There are compulsive constructive verbal actions. We recite mantras and things like that in order to be a good practitioner. 'The recitation and accumulation of 100,000 mantras are mine. I’m good. I’ve proven that I’m a good practitioner because I’ve done 100,000 of them.' Now it makes me feel secure, this solid “me,” as if it could be made secure by reciting something 100,000 times. It could be the same thing with a mental activity such as reciting the mantras in your head. It is the same thing. The action itself is not the problem. It is the compulsiveness behind it and the whole mechanism of “me” and "mine." This is going to make “me” feel secure and make “me” feel good. That’s the problem. That’s what is making it compulsive and basically you would say neurotic in the West.

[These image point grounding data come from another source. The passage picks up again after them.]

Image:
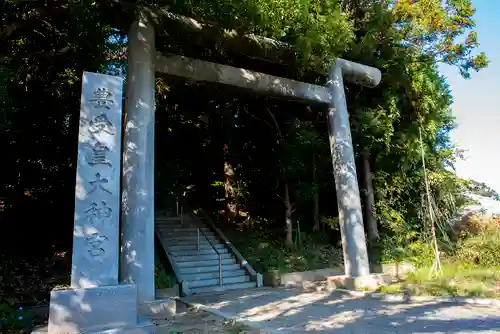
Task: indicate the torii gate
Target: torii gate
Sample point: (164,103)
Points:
(96,300)
(138,169)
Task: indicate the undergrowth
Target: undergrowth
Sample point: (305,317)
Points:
(267,252)
(470,266)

This is the basic presentation of what karma means and what it is talking about in the less complicated system, Asanga’s system. The important thing to remember out of all of this is that the biggest troublemaker in us is the compulsiveness that drives us to act in compulsive neurotic ways that are either destructive or constructive. That compulsion that is accompanied with these disturbing emotions brings unhappiness basically when acting in a destructive way. It leads to my unhappiness because compulsively I have that urge to yell; compulsively I have that urge to be selfish or to be demanding. It’s out of control and causes our unhappiness. There is also the compulsive constructive behavior, such as always having to clean my house, to always try to be perfect and so on. It makes me feel happy but that happiness doesn’t last because I’m never satisfied. Then I have to do something else to prove that I’m perfect. I can never be perfect enough. It’s completely neurotic. Each time that I get things a little bit perfect, it feels okay. But it isn’t okay. I think perfectionism is the perfect example of what we’re talking about in terms of this compulsive constructive behavior. Being a perfectionist can drive you crazy especially when we apply it here in our Dharma practice. We have to be perfect, we have to sit properly and all of this. We are never relaxed.

All-Pervasive Suffering

Then, because of all of this we have all-pervasive suffering. Because of this compulsiveness, then compulsively we take rebirth and have a body and mind with which we can experience more compulsive urges. Maybe the following example is not an exact analogy but it’s a nice analogy. We are in an unhealthy relationship with somebody with all sorts of compulsive behavior in it. The relationship ends and getting out of it is analogous to dying from one rebirth. Then compulsively we look for another relationship and then we get into it. That’s the compulsion. We have to have a relationship. Then, we get into it and we have the same compulsive habits again. It just repeats and we never learn. We just compulsively get into another and another and another relationship and they are all unhealthy. This is all-pervasive suffering. Unless we learn something from them, the more unhappy relationships that we get into, the more it makes the habit of being unhealthy and compulsive stronger, doesn’t it? This is pathetic. This is samsara. We want to get out of that because it just makes us crazy and miserable and even more so because it really prevents us from being of any constructive help to anybody.